A new survey indicates almost half of Canadians have pushed their finances perilously close to the brink, underscoring the heavy toll that mounting debt loads are taking on households in this country.

Forty-six per cent of respondents to an Ipsos survey conducted on behalf MNP Ltd. said they're within $200 of insolvency every month, compared with 40 per cent who faced such dire circumstances in the previous survey in September.

Nearly the same proportion of respondents (39 per cent) to the latest survey, which was conducted from Dec. 7-12 and is based on responses from 2,154 participants, said they're worried they'll be pushed into bankruptcy if interest rates rise any higher.

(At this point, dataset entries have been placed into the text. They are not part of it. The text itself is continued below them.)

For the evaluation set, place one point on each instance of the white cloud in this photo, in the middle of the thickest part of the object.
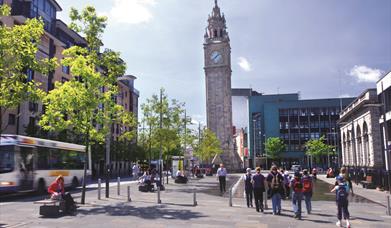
(244, 64)
(131, 11)
(365, 74)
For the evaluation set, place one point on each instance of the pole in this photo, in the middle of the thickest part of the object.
(160, 136)
(99, 188)
(118, 185)
(108, 138)
(129, 199)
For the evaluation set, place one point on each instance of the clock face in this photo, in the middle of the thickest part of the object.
(216, 57)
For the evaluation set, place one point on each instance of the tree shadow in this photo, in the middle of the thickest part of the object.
(149, 212)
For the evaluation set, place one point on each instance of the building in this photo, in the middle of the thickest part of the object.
(360, 131)
(217, 60)
(293, 120)
(383, 87)
(57, 37)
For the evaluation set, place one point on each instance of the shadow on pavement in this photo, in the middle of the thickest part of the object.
(150, 212)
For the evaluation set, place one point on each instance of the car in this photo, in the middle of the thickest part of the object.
(296, 168)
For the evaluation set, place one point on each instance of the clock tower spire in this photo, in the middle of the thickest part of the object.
(217, 55)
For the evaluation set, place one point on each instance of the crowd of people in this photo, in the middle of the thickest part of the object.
(299, 187)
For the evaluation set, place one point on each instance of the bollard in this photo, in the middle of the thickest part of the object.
(129, 199)
(265, 199)
(158, 195)
(118, 185)
(230, 197)
(99, 186)
(194, 198)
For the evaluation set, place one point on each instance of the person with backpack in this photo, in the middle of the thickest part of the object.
(287, 181)
(248, 187)
(307, 190)
(258, 182)
(342, 193)
(276, 188)
(297, 194)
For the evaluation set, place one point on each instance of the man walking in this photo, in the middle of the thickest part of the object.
(307, 190)
(259, 189)
(221, 175)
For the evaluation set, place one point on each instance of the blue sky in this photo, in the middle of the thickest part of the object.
(322, 48)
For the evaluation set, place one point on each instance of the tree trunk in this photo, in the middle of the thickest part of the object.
(83, 193)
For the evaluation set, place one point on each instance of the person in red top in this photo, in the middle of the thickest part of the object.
(57, 192)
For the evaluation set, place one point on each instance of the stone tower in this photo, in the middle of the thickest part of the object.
(217, 54)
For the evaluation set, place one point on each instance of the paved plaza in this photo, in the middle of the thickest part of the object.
(177, 210)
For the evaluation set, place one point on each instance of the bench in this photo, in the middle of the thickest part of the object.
(367, 183)
(51, 208)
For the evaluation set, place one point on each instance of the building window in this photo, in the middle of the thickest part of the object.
(11, 119)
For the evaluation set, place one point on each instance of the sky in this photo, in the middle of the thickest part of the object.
(321, 49)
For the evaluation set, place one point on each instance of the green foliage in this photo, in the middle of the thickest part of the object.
(274, 147)
(18, 50)
(171, 134)
(208, 147)
(317, 148)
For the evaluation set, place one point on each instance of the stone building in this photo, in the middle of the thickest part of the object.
(360, 132)
(217, 54)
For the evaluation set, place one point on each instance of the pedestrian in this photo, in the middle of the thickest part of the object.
(287, 181)
(259, 188)
(297, 194)
(57, 192)
(221, 175)
(135, 171)
(275, 183)
(308, 188)
(248, 187)
(342, 192)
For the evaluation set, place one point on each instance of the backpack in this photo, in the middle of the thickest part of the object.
(275, 182)
(307, 184)
(297, 185)
(342, 194)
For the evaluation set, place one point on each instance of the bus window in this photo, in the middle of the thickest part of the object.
(43, 158)
(7, 159)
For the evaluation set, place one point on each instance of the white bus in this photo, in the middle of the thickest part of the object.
(31, 164)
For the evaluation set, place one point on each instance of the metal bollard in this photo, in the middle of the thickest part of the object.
(158, 195)
(194, 198)
(99, 186)
(118, 185)
(230, 197)
(129, 199)
(265, 199)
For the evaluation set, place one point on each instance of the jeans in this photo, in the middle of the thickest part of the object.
(222, 183)
(276, 203)
(258, 195)
(296, 203)
(249, 197)
(307, 199)
(343, 209)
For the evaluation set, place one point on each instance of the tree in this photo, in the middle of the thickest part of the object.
(18, 50)
(317, 148)
(208, 147)
(86, 104)
(274, 147)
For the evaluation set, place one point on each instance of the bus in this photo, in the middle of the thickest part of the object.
(31, 164)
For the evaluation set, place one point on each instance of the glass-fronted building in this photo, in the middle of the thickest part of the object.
(293, 120)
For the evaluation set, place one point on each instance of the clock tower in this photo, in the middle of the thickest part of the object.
(217, 55)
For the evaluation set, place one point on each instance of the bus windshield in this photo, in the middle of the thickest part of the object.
(7, 159)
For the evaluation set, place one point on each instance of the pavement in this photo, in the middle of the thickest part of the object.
(376, 196)
(177, 210)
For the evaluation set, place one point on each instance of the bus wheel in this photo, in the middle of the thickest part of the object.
(75, 182)
(41, 187)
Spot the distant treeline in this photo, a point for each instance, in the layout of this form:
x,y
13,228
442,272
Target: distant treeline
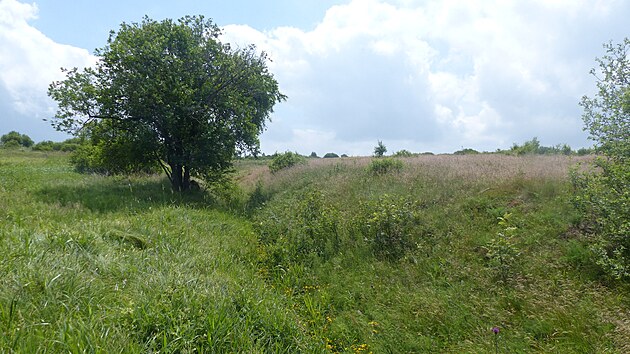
x,y
14,139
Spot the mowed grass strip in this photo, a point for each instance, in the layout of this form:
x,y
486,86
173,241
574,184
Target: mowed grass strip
x,y
102,264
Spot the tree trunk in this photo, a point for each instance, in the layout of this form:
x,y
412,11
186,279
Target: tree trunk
x,y
180,178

“Many [Canadians] have so little wiggle room that any increase in living costs or interest payments can tip them over the edge," said MNP President Grant Bazian in a release.

The Bank of Canada raised its benchmark lending rate three times last year, taking it to 1.75 per cent. The bank left that rate unchanged at its most recent meeting on Jan. 9, but reiterated that rates will "need to rise over time."

Based on the most recent data available from Statistics Canada, a closely-monitored gauge of household debt showed that, on average, Canadians owed almost $1.74 for every dollar of disposable income in the third quarter of 2018.

And as rates rise, some borrowers are second-guessing their financial decisions: the MNP survey shows 43 per cent of respondents regret how much debt they've taken out.

"For most, the cause of trouble appears to be long term accumulated debt," Bazian said. "It may have been acquired over many years and they managed to pay the monthly interest until now. They just can’t carry it any longer at higher interest rates."